ETIKA

Ehmig: Gleichnisse

www.etika.com

18b8aaeus

Aeußeres.

24.2.2009
ETIKA-Bibliothek

Neue Gleichnisse, Beispiele und Erzählungen über die katholischen Glaubens- und Sittenlehren für Religionslehrer, Prediger und Katecheten, zugleich ein nützliches Lesebuch für christliche Familien. Gesammelt und alphabetisch geordnet von P. Franz Ehmig, em. Pfarrer zu Mosern, Leitmeritzer Diözese. Regensburg. Druck und Verlag von Georg Joseph Manz. 1867. Erster Band. Stichwort: Aeußeres.

Das Aeußere des Menschen ein Bild seines Inneren.

Beim Menschen läßt sich aus seinem Aeßeren, nämlich aus seinem Gesichte, dessen Form und Zügen, aus seiner Lebensart, und aus seinen Reden und Handlungen auf sein Temperament, auf seine Neigungen und Gesinnungen schließen.

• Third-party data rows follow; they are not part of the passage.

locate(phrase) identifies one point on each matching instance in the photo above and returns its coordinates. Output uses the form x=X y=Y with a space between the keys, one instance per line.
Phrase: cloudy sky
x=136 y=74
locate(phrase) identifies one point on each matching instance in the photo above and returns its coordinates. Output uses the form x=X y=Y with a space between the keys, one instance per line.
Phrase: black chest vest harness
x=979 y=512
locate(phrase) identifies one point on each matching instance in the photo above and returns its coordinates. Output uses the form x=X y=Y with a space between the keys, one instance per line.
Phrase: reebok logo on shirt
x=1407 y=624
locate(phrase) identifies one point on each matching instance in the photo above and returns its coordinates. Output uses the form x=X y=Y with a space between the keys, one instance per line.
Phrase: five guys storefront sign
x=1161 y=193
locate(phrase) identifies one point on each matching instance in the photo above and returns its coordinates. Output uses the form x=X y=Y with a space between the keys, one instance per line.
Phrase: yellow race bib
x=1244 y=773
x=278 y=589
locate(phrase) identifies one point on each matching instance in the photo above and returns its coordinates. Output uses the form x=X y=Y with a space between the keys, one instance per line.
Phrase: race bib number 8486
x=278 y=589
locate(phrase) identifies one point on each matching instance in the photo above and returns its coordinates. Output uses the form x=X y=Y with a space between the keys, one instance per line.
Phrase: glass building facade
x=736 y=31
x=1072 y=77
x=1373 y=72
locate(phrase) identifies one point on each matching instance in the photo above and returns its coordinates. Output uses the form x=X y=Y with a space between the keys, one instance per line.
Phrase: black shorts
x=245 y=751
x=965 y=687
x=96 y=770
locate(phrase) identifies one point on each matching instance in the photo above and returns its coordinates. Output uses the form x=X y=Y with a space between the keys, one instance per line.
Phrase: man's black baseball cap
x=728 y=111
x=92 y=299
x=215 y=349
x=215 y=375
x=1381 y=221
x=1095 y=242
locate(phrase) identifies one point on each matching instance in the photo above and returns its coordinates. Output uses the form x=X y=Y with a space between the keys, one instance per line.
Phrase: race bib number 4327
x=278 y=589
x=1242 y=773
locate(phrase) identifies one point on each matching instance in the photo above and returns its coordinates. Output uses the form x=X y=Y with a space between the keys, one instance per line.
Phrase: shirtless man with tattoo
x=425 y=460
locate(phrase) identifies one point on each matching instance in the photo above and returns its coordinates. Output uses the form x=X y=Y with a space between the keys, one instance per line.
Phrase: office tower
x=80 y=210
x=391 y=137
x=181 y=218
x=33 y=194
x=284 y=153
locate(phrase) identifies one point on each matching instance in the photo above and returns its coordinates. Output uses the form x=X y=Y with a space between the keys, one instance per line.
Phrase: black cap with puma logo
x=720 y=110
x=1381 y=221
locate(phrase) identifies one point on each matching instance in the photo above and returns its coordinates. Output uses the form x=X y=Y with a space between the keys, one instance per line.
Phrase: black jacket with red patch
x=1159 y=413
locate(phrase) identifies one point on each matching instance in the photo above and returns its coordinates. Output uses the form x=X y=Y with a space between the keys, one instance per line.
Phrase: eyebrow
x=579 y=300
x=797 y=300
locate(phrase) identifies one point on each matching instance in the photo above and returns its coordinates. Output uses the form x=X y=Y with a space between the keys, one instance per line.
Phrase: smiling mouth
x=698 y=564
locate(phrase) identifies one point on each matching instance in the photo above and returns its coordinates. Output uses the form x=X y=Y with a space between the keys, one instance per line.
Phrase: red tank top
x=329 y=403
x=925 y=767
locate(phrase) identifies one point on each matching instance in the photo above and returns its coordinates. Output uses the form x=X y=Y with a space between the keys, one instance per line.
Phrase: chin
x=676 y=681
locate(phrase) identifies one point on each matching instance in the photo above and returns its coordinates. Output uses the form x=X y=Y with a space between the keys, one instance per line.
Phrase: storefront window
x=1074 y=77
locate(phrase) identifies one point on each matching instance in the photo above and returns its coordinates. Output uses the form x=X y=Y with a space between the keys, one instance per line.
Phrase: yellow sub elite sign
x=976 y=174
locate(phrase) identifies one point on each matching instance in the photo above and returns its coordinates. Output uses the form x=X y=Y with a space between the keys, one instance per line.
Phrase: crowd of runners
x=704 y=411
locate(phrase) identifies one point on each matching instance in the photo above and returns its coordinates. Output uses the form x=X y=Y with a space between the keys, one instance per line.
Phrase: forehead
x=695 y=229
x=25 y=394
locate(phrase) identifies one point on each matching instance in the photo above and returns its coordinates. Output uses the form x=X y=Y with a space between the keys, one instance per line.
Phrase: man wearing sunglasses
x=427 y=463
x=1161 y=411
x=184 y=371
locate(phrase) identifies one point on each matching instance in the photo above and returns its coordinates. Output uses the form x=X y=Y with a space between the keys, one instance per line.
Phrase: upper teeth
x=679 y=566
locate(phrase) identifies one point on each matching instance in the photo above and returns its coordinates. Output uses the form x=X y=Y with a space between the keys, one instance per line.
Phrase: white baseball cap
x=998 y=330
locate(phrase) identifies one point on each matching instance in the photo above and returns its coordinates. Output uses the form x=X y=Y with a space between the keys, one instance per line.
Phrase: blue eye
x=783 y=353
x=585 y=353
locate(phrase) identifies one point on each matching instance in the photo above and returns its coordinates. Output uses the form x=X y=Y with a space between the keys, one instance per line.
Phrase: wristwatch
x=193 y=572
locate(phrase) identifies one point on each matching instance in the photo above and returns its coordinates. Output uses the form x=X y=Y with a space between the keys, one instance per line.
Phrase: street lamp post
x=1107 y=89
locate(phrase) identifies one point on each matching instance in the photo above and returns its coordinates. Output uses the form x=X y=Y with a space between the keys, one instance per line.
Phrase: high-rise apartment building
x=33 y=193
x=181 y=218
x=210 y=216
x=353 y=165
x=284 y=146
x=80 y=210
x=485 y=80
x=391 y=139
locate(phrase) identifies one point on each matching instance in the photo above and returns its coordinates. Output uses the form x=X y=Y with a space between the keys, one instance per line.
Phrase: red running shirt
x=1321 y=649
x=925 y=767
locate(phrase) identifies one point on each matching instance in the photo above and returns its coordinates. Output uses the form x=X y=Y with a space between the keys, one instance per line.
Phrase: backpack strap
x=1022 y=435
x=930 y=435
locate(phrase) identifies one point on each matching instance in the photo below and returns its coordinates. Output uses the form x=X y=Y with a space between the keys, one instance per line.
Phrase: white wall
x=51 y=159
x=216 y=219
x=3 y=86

Wer ein beschmutztes Gesicht, unreinliche Hände, schmutzige Wäsche und Kleidung und Unsauberkeit im Hause verträgt, sollte dieser viel auf Reinlichkeit der Seele und des Herzens halten?

Wer seine Tagesgeschäfte nur so ebenhin, ohne Fleiß, zur Unzeit, nur halb verrichtet und seine Geräthe und Kleider nicht an bestimmten Orten aufbewahrt: sollte dieser wohl eifrig, pünktlich und thätig in Erfüllung der Gebote Gottes sein und Ordnung halten in Dingen des Seelenheiles?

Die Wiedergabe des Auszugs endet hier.